Chiefly, the report mapped the criminal histories and real-life social networks of those involved in firearm-related violence. The report determined that, “In Washington, DC, most gun violence is tightly concentrated,” and that those involved, “share a common set of risk factors, including: involvement in street crews/groups; significant criminal justice history including prior or active community supervision; often prior victimization; and a connection to a recent shooting (within the past 12 months).”

In addressing those most likely to be involved in gun crime, the report noted:

“This small number of very high risk individuals are identifiable, their violence is predictable, and therefore it is preventable. [...] there are at least 500 identifiable people who rise to this level of very high risk, and likely no more than 200 at any one given time. These individuals comprise approximately 60-70% of all gun violence in the District.”

Further drilling down into characteristics of those involved in gun crime, the report made clear, “Approximately 86 percent of homicide victims and suspects were known to the criminal justice system prior to the incident. Among all victims and suspects, about 46 percent had been previously incarcerated.” The document also explained, “at least 23.3 percent of all homicide victims and suspects were under active [criminal justice system] supervision” and that “most victims and suspects with prior criminal offenses had been arrested about 11 times for about 13 different offenses by the time of the homicide.”

This severe concentration of violent crime is not new and not unique to the federal enclave. Addressing this reality in a 2015 piece for the Hartford Courant titled, “The Shooting Disease: Who You Know, Where You Live,” University of Texas Assistant Professor Michael Sierra-Arévalo noted:

“It’s a tiny handful of the community that’s responsible for the lion’s share of the bloodshed. Turning to Boston again, in the period between the mid-1990s and mid-2000s, more than half of all murders, more than three-quarters of youth homicides and 70 percent of all shootings were perpetrated by 1 percent of youth between the ages of 15 and 24.”

Likewise, a 2014 Yale study, titled “Tragic, but not random: The social contagion of nonfatal gunshot Injuries,” found that “70 percent of all non-fatal shootings occur in networks comprising less than 6 percent of Chicago’s total population.”

These vital insights should inform how policymakers confront the issue. As the research demonstrates, those who commit violence with firearms are identifiable and come into frequent contact with the criminal justice system. Therefore, subjecting these individuals to vigorous prosecution and stiff prison sentences when they do interact with the criminal justice system could have a significant positive impact on public safety. This tactic was used to great effect in the late 1990s with Project Exile, in which local law enforcement partnered with federal authorities to impose harsh penalties on criminals found with firearms.
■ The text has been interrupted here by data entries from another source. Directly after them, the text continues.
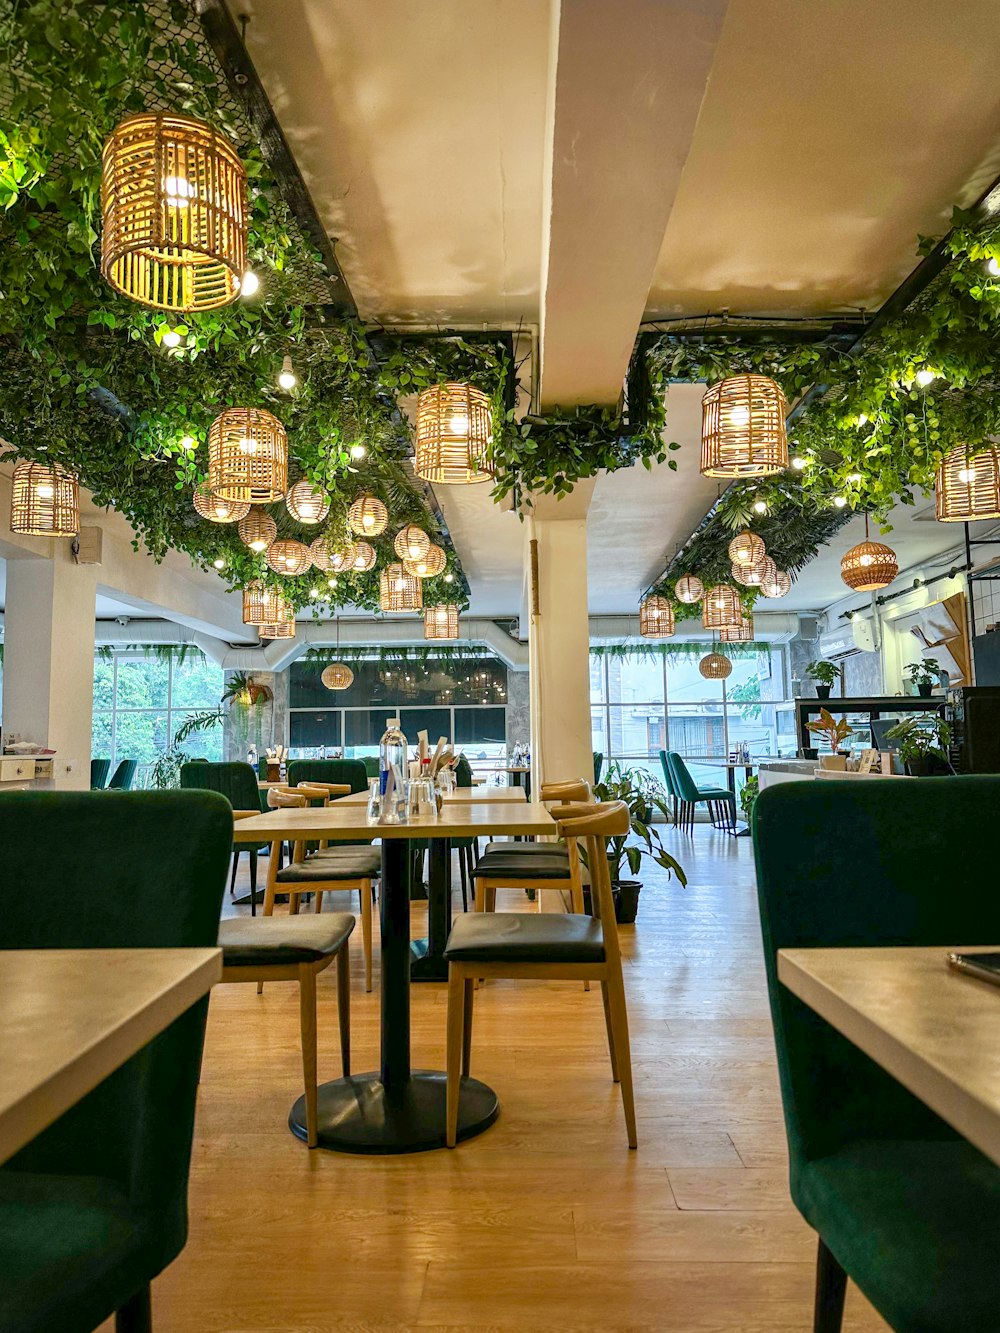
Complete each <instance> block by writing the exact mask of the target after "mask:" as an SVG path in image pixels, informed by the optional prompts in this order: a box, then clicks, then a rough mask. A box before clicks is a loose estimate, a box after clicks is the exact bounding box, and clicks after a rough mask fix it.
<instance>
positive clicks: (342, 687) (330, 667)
mask: <svg viewBox="0 0 1000 1333" xmlns="http://www.w3.org/2000/svg"><path fill="white" fill-rule="evenodd" d="M320 680H321V681H323V684H324V685H325V686H327V689H349V686H351V685H353V682H355V673H353V672H352V670H351V668H349V667H348V665H347V663H331V664H329V667H324V668H323V674H321V676H320Z"/></svg>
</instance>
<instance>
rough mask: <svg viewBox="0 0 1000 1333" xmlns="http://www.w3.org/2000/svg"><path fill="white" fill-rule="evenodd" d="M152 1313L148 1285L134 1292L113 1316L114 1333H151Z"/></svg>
mask: <svg viewBox="0 0 1000 1333" xmlns="http://www.w3.org/2000/svg"><path fill="white" fill-rule="evenodd" d="M152 1329H153V1312H152V1302H151V1300H149V1284H148V1282H147V1285H145V1286H143V1288H141V1289H140V1290H137V1292H136V1294H135V1296H132V1297H131V1298H129V1300H128V1301H125V1304H124V1305H123V1306H121V1309H120V1310H117V1312H116V1314H115V1333H152Z"/></svg>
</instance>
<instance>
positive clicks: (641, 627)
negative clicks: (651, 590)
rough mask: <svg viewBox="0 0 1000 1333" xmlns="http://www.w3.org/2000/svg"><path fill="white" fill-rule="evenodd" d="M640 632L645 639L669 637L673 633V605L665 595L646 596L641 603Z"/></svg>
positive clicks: (640, 612)
mask: <svg viewBox="0 0 1000 1333" xmlns="http://www.w3.org/2000/svg"><path fill="white" fill-rule="evenodd" d="M639 633H640V635H641V636H643V639H669V637H671V635H672V633H673V607H671V604H669V603H668V601H667V599H665V597H644V599H643V600H641V601H640V604H639Z"/></svg>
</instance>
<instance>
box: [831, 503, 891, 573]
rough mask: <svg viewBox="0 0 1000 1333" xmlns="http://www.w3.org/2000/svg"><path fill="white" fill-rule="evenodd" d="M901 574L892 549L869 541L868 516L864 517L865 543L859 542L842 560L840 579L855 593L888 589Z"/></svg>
mask: <svg viewBox="0 0 1000 1333" xmlns="http://www.w3.org/2000/svg"><path fill="white" fill-rule="evenodd" d="M897 573H899V560H897V559H896V552H895V551H893V549H892V547H885V545H883V543H881V541H869V540H868V515H865V516H864V541H859V544H857V545H856V547H852V548H851V549H849V551H848V552H845V555H844V556H843V557H841V560H840V577H841V579H843V580H844V583H845V584H847V585H848V588H853V591H855V592H876V591H877V589H879V588H888V585H889V584H891V583H892V580H893V579H895V577H896V575H897Z"/></svg>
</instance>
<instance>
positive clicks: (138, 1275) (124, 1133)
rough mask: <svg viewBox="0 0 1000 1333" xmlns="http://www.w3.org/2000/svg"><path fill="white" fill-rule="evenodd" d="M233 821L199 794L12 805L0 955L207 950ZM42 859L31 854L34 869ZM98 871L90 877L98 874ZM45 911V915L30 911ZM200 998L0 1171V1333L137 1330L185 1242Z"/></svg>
mask: <svg viewBox="0 0 1000 1333" xmlns="http://www.w3.org/2000/svg"><path fill="white" fill-rule="evenodd" d="M231 840H232V814H231V812H229V808H228V806H227V804H225V801H223V800H220V798H219V797H217V796H213V794H211V793H208V792H201V793H193V792H136V793H132V794H124V793H112V794H105V793H103V792H65V793H63V792H11V793H9V794H8V796H5V797H4V800H3V802H0V841H3V846H4V853H5V856H9V857H11V864H12V865H31V868H32V888H33V889H36V890H37V893H39V894H40V896H39V897H36V896H35V894H33V893H24V892H23V889H21V888H19V885H17V882H16V878H15V877H12V876H7V878H5V881H4V886H3V889H0V902H1V906H0V946H1V948H4V949H88V948H89V949H108V948H111V949H117V948H141V949H165V948H169V949H177V948H211V946H212V945H215V942H216V936H217V933H219V913H220V909H221V901H223V890H224V888H225V866H227V858H228V854H229V844H231ZM39 848H44V856H39ZM96 865H99V866H100V873H95V866H96ZM40 902H44V905H45V906H44V910H39V904H40ZM207 1013H208V998H207V997H205V998H204V1000H201V1001H199V1002H197V1004H196V1005H193V1006H192V1008H191V1009H189V1010H188V1012H187V1013H185V1014H183V1016H181V1017H180V1018H177V1020H176V1021H175V1022H172V1024H171V1026H169V1028H167V1029H165V1030H164V1032H163V1033H160V1036H157V1037H155V1038H153V1041H151V1042H149V1045H148V1046H145V1048H144V1049H143V1050H140V1052H139V1053H137V1054H136V1056H133V1057H132V1058H131V1060H129V1061H127V1062H125V1064H124V1065H123V1066H121V1068H120V1069H117V1070H116V1072H115V1073H113V1074H111V1077H108V1078H105V1080H104V1082H101V1084H99V1086H97V1088H95V1089H93V1092H91V1093H88V1094H87V1096H85V1097H84V1098H83V1100H81V1101H79V1102H77V1104H76V1105H75V1106H72V1108H71V1109H69V1110H68V1112H67V1113H65V1114H64V1116H60V1118H59V1120H57V1121H56V1122H55V1124H52V1125H49V1128H48V1129H45V1130H44V1132H43V1133H41V1134H39V1136H37V1138H35V1140H32V1142H29V1144H27V1145H25V1146H24V1148H23V1149H21V1150H20V1152H19V1153H16V1154H15V1156H13V1157H11V1158H9V1160H8V1161H7V1162H4V1165H3V1168H0V1329H3V1330H4V1333H56V1330H57V1333H91V1330H92V1329H95V1328H97V1326H99V1325H100V1324H101V1322H103V1321H104V1320H107V1318H109V1317H111V1316H112V1314H113V1313H116V1312H117V1328H119V1333H141V1330H147V1329H149V1326H151V1324H149V1282H151V1281H152V1280H153V1278H155V1277H156V1276H157V1274H159V1273H161V1272H163V1269H164V1268H167V1265H168V1264H171V1262H172V1261H173V1260H175V1258H176V1257H177V1254H179V1253H180V1252H181V1249H183V1248H184V1242H185V1240H187V1193H188V1168H189V1162H191V1142H192V1133H193V1124H195V1092H196V1088H197V1080H199V1069H200V1065H201V1044H203V1037H204V1030H205V1016H207Z"/></svg>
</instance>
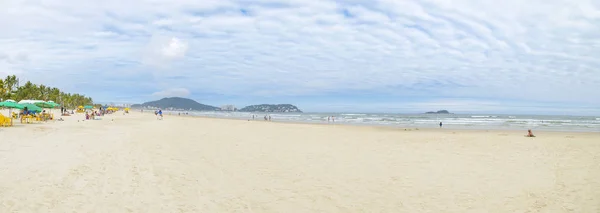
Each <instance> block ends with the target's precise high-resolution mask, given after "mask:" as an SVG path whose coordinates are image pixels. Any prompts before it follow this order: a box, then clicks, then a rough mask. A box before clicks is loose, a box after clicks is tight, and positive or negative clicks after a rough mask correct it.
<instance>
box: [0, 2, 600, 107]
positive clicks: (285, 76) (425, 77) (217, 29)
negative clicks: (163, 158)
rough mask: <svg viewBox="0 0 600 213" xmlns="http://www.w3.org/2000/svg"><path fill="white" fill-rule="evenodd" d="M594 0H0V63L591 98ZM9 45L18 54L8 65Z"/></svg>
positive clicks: (598, 64) (597, 75)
Sadly, many politicians would rather placate radical activists that seek to defund the police, abolish prisons, and otherwise hobble the criminal justice system at the expense of their law-abiding constituents. Unable to address crime in a constructive manner, these policymakers try to redirect attention to a convenient scapegoat.

Instead of doing what’s necessary to confront violent crime in the notoriously soft-on-crime District, Mayor Muriel Bowser has repeatedly blamed the rights enjoyed by law-abiding Americans for her city’s woes. At various points the mayor has insisted that both the Virginia General Assembly and the U.S. Congress enact onerous gun controls to “benefit” the federal enclave. A version of this ridiculous demand underpins most gun control messaging.

The abundant research on the nature of criminal violence perpetrated with firearms makes clear that policymakers are, or should be, aware of how to tackle the problem. Those who restrict the law-abiding while coddling violent criminals are playing politics at the expense of public safety and individual rights.